2010年6月―NO.91
私は、自分が水羊羹の中にいるように感じた。 菊家の「水羊羹」
向田邦子さんの『眠る杯』 (画:森下典子)
先日、ひとりの若い女優さんとお話しする機会があった。その人は、 「私が演劇の世界に入ろうと思ったのは、向田邦子さんのドラマを見て育ったからです」 と、言った。10歳以上も年若いその人と、昭和50年代にNHKで放送された『修羅のごとく』『あ・うん』の話で盛り上がった。 「『あ・うん』の吉村実子が素晴らしかった。よくぞ吉村実子を選んだと思いました」 「フランキー堺もぴったりだったでしょう」 「そうそう!」 などとしゃべりながら、自分も向田邦子さんのドラマを見て、物書きになりたいと思ったことを思い出した。 土曜日の夜、向田邦子のドラマが始まると、一家4人、テレビの前に座っていた。私が23か24歳。弟は高校生。両親はもうすぐ50と60だった。 向田邦子のドラマは、家族そろって見るにはちょっと危険だった。一緒に見ながら心の中でヒヤリとし、クスクス笑ってごまかした。 『阿修羅のごとく』は、4姉妹と家族の愛憎の物語である。肉親ゆえの愛情と残酷さにドキドキした。 『あ・うん』は、戦前の家父長制的な枠組みの中で暮らしている家族の物語だ。表向きは「教育勅語」そのままに「夫婦相和シ、朋友相信ジ」て暮らしているが、本人たちが決して口には出さない背徳的な三角関係のバランスを秘めている。このドラマで「教育勅語」の「夫婦相和シ、朋友相信ジ」が流れるたびに、それはとても危うく淫靡に聴こえた。 人の心の中には、いまだかつて描かれたことのない感情が山ほど埋もれている。向田さんにしか見いだせなかった感情があり、それを向田さんだけが描けたのだと私は思った。 その頃私は、週刊誌でアルバイトをしていた。
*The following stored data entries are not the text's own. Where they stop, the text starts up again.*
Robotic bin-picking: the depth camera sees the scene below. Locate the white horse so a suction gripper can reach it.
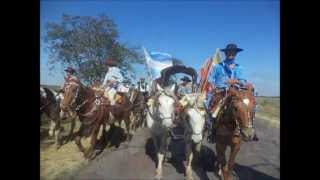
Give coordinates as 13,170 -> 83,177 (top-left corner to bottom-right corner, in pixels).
179,93 -> 206,180
146,84 -> 175,179
146,82 -> 205,179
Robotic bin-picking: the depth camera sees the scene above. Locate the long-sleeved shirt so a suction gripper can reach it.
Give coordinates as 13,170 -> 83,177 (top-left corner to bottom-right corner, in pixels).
178,83 -> 192,96
102,67 -> 124,87
209,59 -> 246,88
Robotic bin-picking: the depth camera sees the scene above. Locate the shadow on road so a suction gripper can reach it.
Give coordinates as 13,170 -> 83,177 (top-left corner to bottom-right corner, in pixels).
95,125 -> 126,155
145,138 -> 220,180
234,164 -> 278,180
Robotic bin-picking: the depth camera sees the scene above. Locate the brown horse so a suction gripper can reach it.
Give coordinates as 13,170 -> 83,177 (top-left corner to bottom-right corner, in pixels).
60,82 -> 110,158
215,86 -> 254,180
60,82 -> 133,158
40,86 -> 61,148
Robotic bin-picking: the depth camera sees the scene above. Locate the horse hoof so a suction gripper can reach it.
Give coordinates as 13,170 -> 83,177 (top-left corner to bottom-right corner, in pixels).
154,170 -> 163,180
154,175 -> 162,180
56,144 -> 61,150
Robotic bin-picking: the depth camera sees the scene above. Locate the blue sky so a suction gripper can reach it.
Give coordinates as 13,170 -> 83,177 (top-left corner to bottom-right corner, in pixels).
40,0 -> 280,96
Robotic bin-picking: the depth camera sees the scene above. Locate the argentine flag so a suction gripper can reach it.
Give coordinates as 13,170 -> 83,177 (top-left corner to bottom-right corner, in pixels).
143,47 -> 173,80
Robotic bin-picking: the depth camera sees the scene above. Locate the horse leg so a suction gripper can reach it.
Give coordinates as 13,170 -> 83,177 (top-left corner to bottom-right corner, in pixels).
54,119 -> 61,149
84,124 -> 100,158
49,119 -> 56,137
216,142 -> 229,180
125,117 -> 132,141
67,115 -> 76,141
185,139 -> 193,180
228,137 -> 241,178
155,133 -> 167,179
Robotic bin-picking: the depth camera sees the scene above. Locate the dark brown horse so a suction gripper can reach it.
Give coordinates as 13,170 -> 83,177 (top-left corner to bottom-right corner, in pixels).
215,86 -> 254,180
60,82 -> 110,158
40,86 -> 61,148
61,82 -> 133,158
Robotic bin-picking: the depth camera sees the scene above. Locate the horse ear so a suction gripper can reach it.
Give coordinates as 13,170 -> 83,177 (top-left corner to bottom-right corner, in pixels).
157,83 -> 163,91
170,84 -> 176,93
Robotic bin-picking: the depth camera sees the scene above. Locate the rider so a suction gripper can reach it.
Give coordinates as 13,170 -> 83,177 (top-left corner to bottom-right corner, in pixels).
137,77 -> 149,96
102,59 -> 124,105
177,76 -> 192,98
208,44 -> 257,142
58,67 -> 80,95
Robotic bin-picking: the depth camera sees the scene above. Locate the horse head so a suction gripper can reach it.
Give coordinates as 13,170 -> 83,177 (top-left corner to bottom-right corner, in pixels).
60,82 -> 82,111
228,87 -> 254,140
156,84 -> 178,127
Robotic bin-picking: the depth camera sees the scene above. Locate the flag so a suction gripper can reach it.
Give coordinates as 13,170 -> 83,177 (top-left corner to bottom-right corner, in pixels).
199,49 -> 221,94
143,47 -> 173,80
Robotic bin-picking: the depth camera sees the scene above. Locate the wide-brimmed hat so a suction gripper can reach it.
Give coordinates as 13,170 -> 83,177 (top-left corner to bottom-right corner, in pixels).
64,67 -> 76,74
105,58 -> 118,66
221,44 -> 243,52
180,76 -> 191,82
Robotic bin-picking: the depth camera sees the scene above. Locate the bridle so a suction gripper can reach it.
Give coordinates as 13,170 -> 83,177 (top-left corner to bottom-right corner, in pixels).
147,90 -> 178,121
61,82 -> 88,111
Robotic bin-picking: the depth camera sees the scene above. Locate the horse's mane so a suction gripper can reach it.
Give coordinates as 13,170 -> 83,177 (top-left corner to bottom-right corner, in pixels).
43,87 -> 57,103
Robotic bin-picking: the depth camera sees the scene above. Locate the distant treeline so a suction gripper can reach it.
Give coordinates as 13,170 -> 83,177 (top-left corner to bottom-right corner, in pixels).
257,96 -> 280,98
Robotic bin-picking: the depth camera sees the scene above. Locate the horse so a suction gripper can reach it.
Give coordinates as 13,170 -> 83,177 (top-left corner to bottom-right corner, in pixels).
179,93 -> 206,180
60,82 -> 112,158
215,85 -> 254,180
40,86 -> 61,148
130,89 -> 147,130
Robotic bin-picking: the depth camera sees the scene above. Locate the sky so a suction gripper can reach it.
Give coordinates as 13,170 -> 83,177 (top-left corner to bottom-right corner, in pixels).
40,0 -> 280,96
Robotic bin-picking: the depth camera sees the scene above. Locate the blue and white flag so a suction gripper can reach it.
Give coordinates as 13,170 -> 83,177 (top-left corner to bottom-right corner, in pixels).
143,47 -> 173,80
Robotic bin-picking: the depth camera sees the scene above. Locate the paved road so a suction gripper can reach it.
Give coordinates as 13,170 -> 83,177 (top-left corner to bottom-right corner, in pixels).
72,119 -> 280,180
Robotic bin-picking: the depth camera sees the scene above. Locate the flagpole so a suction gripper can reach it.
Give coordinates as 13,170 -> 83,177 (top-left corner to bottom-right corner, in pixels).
142,46 -> 152,87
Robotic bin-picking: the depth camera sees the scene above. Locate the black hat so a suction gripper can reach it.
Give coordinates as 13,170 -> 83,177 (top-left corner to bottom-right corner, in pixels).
180,76 -> 191,82
64,67 -> 76,74
221,44 -> 243,52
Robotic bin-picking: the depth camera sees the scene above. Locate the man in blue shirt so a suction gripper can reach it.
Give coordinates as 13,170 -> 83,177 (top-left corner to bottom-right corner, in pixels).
207,44 -> 258,142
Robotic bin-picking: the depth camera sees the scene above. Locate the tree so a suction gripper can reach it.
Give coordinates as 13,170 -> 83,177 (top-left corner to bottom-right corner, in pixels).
172,57 -> 183,65
44,14 -> 143,84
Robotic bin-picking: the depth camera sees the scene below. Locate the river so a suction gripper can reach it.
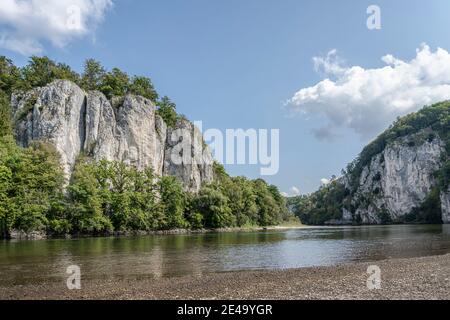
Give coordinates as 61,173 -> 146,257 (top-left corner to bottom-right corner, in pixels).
0,225 -> 450,285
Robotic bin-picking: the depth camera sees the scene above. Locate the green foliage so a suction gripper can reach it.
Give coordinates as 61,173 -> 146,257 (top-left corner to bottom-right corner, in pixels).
288,181 -> 348,225
0,89 -> 12,137
128,76 -> 158,102
344,101 -> 450,191
81,59 -> 106,90
0,136 -> 64,236
195,187 -> 235,228
0,57 -> 292,237
99,68 -> 130,99
190,175 -> 292,228
18,56 -> 80,90
158,176 -> 187,229
408,188 -> 442,224
0,56 -> 21,95
296,101 -> 450,224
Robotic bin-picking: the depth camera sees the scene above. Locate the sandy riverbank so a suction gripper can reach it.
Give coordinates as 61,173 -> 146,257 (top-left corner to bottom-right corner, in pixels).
0,254 -> 450,299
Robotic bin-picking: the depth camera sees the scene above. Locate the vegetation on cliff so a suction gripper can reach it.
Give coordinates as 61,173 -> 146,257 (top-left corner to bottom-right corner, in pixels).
288,101 -> 450,225
0,57 -> 291,237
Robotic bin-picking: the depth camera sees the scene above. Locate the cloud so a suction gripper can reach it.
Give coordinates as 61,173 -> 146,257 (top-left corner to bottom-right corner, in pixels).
287,44 -> 450,139
281,186 -> 300,197
0,0 -> 113,55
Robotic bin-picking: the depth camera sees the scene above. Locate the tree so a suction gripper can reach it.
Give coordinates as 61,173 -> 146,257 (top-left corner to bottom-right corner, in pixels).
156,96 -> 178,128
0,56 -> 21,95
68,158 -> 113,234
158,176 -> 187,229
20,56 -> 79,90
195,186 -> 236,228
100,68 -> 130,99
81,59 -> 106,90
128,76 -> 158,102
0,90 -> 13,137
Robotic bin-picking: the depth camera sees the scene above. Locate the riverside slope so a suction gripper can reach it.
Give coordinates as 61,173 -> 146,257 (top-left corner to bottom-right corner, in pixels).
340,130 -> 450,224
11,80 -> 213,192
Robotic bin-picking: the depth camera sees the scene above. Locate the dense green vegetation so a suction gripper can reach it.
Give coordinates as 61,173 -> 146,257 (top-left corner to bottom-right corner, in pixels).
0,56 -> 182,133
0,136 -> 290,237
288,101 -> 450,224
0,57 -> 292,237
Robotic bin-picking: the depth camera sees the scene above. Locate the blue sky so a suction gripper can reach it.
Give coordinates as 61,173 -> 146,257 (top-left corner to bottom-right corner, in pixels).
0,0 -> 450,193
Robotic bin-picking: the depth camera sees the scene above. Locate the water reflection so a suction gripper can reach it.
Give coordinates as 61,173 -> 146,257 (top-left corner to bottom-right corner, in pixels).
0,225 -> 450,285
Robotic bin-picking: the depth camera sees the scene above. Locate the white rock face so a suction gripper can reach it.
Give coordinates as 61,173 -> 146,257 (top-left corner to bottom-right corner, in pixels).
13,81 -> 86,174
441,188 -> 450,224
164,120 -> 213,190
346,133 -> 445,224
12,80 -> 213,192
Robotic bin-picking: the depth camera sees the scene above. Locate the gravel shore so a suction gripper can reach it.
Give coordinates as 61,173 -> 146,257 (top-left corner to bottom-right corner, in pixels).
0,254 -> 450,300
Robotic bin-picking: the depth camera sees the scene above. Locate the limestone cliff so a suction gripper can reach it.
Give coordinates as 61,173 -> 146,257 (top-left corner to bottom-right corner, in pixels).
12,80 -> 213,192
342,131 -> 445,224
291,101 -> 450,224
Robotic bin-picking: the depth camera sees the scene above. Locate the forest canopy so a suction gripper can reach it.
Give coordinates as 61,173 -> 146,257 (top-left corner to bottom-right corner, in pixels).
0,57 -> 292,238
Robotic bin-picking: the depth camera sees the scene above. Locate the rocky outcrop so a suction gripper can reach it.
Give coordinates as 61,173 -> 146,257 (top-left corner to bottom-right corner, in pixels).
441,188 -> 450,223
12,80 -> 213,192
341,130 -> 450,224
163,120 -> 213,190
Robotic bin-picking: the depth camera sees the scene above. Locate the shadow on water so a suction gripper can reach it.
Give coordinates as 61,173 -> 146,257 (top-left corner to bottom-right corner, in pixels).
0,225 -> 450,285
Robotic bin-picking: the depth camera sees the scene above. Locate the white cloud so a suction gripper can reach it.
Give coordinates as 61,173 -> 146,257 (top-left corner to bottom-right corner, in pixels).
287,44 -> 450,138
281,186 -> 300,197
0,0 -> 113,55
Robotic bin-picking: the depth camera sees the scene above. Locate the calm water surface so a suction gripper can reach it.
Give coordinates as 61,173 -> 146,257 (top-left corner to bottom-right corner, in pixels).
0,225 -> 450,285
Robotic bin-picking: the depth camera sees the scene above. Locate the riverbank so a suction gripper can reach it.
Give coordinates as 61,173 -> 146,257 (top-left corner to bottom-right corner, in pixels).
0,254 -> 450,300
0,223 -> 311,241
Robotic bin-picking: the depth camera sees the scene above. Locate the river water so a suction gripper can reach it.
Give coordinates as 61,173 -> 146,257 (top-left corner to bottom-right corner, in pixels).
0,225 -> 450,285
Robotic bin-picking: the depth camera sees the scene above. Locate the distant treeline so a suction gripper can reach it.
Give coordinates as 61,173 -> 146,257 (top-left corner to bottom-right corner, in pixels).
0,57 -> 292,238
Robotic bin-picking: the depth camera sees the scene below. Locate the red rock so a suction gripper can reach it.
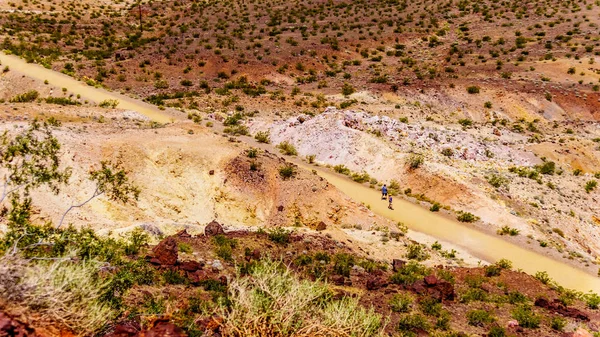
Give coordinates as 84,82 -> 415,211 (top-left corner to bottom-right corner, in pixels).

向田さんが直木賞を受賞した『思い出トランプ』は私のバイブルになった。取材鞄に入れて持ち歩き、幾度も幾度も繰り返し読んだ。『犬小屋』『酸っぱい家族』『花の名前』どの短編を読んでも、ごくふつうの人の中に、狡さ、痛み、嘘、滑稽があった。たった一行の文、たった一言のセリフが、一日じゅう心を離れない。 そんな向田文学の絶頂期に、その人は突然、飛行機事故という衝撃的な形でこの世を去ってしまった。